Boyhood non è solo la mirabile messa in scena di uno strappo, il divorzio, e della crescita in tempo reale di un bambino che diventa in mezzo a quella frattura un giovane adulto, non è solo la capacità, sempre straordinaria, di Linklater di usare la macchina da presa con leggerezza e incisività insieme. È cinema, tempo cinematografico che si intreccia e si confonde con il tempo vero, con il presente e il passato, è il racconto del cambiamento senza imitazione o trucco. È sperimentazione del mezzo, come avveniva con l’underground newyorkese, con Warhol e l’uomo che dorme per ore, con la coppia che si bacia, con l’Empire ripreso giorno e notte nella sua fissità. È la vita che passa, con i suoi tempi comici e le pause drammatiche, mentre il cinema la guarda.

E se così non fosse sufficiente, aggiungiamo il Premio Alfred Bauer per l’innovazione dato alla commedia di impianto teatrale Aimer, boire et chanter di Alain Resnais, i cui principi e le cui teorie sul cinema ispirarono la Nouvelle Vague, ma che a 91 anni suonati ripropone (e come potrebbe essere diversamente) il medesimo gioco di realtà, finzione e assurdo che ha contraddistinto tutta la sua lunga carriera. Si può essere innovatori anche a 100 anni sia chiaro, ma è davvero questo il caso?

Perché, ad esempio, noi l’avremmo dato a Yann Demange e al suo ’71, terribile affresco del conflitto che sconvolse l’Irlanda del Nord per 30 anni causando più di 3000 morti, il debutto cinematografico del giovane regista ha avuto una eco internazionale, sul Telegraph Tim Robey lo ha definito “a blindingly strong feature that takes a bold sensory plunge into the Troubles”.
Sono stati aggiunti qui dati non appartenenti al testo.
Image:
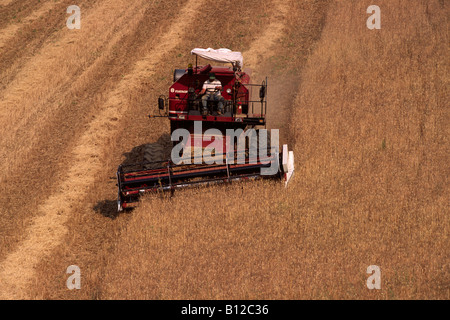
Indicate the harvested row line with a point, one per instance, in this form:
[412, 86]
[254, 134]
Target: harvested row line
[48, 228]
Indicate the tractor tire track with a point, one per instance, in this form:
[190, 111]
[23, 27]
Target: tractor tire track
[48, 228]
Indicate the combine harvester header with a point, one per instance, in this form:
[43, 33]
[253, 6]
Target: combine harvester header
[228, 107]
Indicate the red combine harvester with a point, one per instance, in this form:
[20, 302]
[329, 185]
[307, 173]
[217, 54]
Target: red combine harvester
[232, 114]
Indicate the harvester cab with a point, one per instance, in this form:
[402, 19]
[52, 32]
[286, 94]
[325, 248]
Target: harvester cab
[222, 132]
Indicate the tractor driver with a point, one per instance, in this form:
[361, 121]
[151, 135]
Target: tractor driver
[211, 91]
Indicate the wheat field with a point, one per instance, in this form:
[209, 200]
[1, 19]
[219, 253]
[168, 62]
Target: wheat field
[364, 111]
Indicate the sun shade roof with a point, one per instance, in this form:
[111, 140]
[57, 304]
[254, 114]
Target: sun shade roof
[220, 55]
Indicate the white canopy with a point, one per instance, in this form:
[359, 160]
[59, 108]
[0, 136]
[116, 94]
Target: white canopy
[220, 55]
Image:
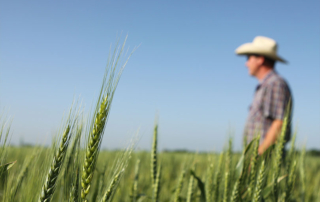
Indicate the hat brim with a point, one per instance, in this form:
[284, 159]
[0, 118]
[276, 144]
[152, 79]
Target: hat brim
[249, 48]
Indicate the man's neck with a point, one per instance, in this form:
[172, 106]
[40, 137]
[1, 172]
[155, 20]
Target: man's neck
[263, 73]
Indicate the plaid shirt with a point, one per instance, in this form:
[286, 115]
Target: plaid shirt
[270, 101]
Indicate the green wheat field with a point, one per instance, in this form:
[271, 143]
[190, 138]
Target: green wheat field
[75, 168]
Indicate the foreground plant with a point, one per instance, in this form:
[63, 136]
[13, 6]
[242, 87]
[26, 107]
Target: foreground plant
[100, 118]
[51, 179]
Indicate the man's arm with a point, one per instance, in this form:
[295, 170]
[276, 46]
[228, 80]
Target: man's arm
[271, 136]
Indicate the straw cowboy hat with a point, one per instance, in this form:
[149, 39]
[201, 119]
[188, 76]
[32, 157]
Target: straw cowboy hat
[261, 46]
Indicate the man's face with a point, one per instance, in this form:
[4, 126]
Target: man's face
[253, 63]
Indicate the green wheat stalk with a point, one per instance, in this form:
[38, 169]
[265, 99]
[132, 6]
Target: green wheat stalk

Il giudizio della giuria non si discute, per nostra fortuna però anche il pubblico ha avuto il suo momento premiando due titoli tra i più originali e interessanti: nella sezione Panorama, l’intenso Difret dell’etiope Zeresenay Berhane Mehari e in quella Panorama Dokumente Der Kreis – The Circle di Stefan Haupt, docu-fiction sull’omonima rivista elvetica rivolta ad un pubblico omosessuale nata a Zurigo nel 1932.

Il pubblico, si sa, ha sempre ragione, a differenza delle giurie che non ce l’hanno quasi mai.